TL;DR: I wrote a rather fast Base64 encoding/decoding library for Clojure.
Update: Alexander Taggart mentioned his library data.codec in the comments. It is about 3-5 times faster than the Apache Commons implementation and I should thus have used it as my reference point. By using
(set! *unchecked-math* true), which I saw there, I could at least lift my own implementation above the Apache one, performance-wise. I can say with confidence that data.codec is, however, really as fast as it’s gonna get.
So, starting with this post I tried to implement Base64 encoding and decoding in Clojure. I used seqs to represent the input data, had a vector as encoding alphabet and a map for decoding. Very clojure-y, as you can see, but slow.
Taking the Apache Commons Base64 Codec as a reference point, my intuitive and short solution took about 100.000 times as long as the Apache one (~300 milliseconds vs. ~3 microseconds for the example quote given on the Wiki page) on a 4-core i5 machine (4GB RAM) I had access to at that time. Surprisingly, using my laptop – an i7 with 8 cores and 8GB RAM, it sped up to around 270 microseconds – only 0.9% of the original time. I really can’t grasp which kind of optimization the JVM is performing on the faster machine to achieve that stunning result; maybe some kind of built-in parallellization on the lazy input seqs? Or maybe it’s not as stunning as I think it is, maybe the computing power just is that much higher? Whatever the answer, I’d like to hear some opinions on that. (The code I was benchmarking can be found here.)
Anyway, I started from scratch, trying to squeeze out as much performance as possible:
- use a String to store the encode alphabet and employ
- create the decode alphabet at compile time using a macro;
- mark encode and decode alphabet as
- put nearly everything in macros to avoid function calls;
- use unchecked integer arithmetic and a lot of manual casts (
byte, …) to avoid reflection calls;
- compare integers with == instead of =;
- avoid seqs and lazyness – I do not map over the input data but access it using indices;
- use a ByteBuffer for result generation.
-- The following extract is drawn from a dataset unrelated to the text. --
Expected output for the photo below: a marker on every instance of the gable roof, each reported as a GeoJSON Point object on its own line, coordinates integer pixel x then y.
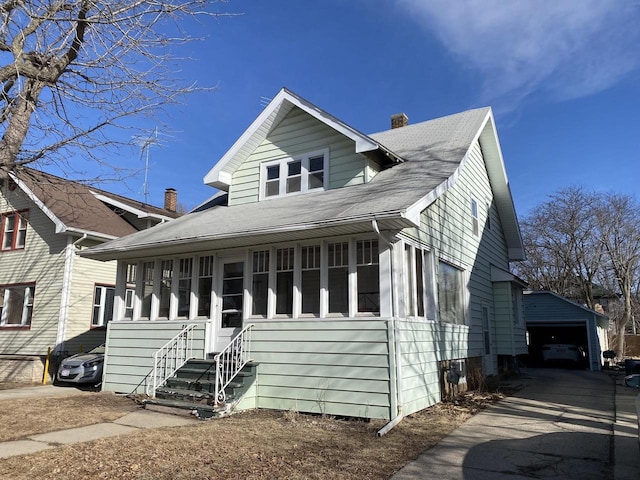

So, what’s the result of my efforts? Well, you can have a look at base64-clj on Github and judge for yourself.
First of all, ugly. I like Clojure so much, it really hurts to see it be all Java-like and verbose. A simple “+” is now “unchecked-add-int” and there is a cast to “int” on basically every turn of the code.
Secondly, it’s fast. I’m running benchmarks with Criterium and my implementation is only around 1.5 to 2.5 times slower than Apache’s pure-Java one. Have a look at the results.
amd64 Linux 3.2.0-41-generic 8 cpu(s) Java HotSpot(TM) 64-Bit Server VM 23.21-b01 Runtime arguments: -XX:+TieredCompilation -Xmx1g -Dclojure.compile.path=/git/ base64-clj/target/classes -Dbase64-clj.version=0.1.1-SNAPSHOT -Dfile.encoding=UTF-8 -Dclojure.debug=false
Apache Commons Base64 Codec
Benchmarking `apache-base64-encode` ... Evaluation count : 16451460 in 60 samples of 274191 calls. Execution time sample mean : 3.639461 µs Execution time mean : 3.639549 µs Execution time sample std-deviation : 47.434118 ns Execution time std-deviation : 47.654358 ns Execution time lower quantile : 3.564183 µs ( 2.5%) Execution time upper quantile : 3.736487 µs (97.5%) Overhead used : 1.040998 ns Benchmarking `apache-base64-decode` ... Evaluation count : 17019600 in 60 samples of 283660 calls. Execution time sample mean : 3.607791 µs Execution time mean : 3.607120 µs Execution time sample std-deviation : 67.940161 ns Execution time std-deviation : 68.545808 ns Execution time lower quantile : 3.489565 µs ( 2.5%) Execution time upper quantile : 3.749907 µs (97.5%) Overhead used : 1.040998 ns
Benchmarking `encode` ... Evaluation count : 7829460 in 60 samples of 130491 calls. Execution time sample mean : 7.881315 µs Execution time mean : 7.880720 µs Execution time sample std-deviation : 141.536183 ns Execution time std-deviation : 143.438947 ns Execution time lower quantile : 7.672325 µs ( 2.5%) Execution time upper quantile : 8.204788 µs (97.5%) Overhead used : 1.036409 ns Benchmarking `decode` ... Evaluation count : 8894580 in 60 samples of 148243 calls. Execution time sample mean : 6.901715 µs Execution time mean : 6.901556 µs Execution time sample std-deviation : 99.689121 ns Execution time std-deviation : 100.470285 ns Execution time lower quantile : 6.726199 µs ( 2.5%) Execution time upper quantile : 7.088927 µs (97.5%) Overhead used : 1.036409 ns
Well, that’s as fast as I’m gonna get, I think. Thank you for reading.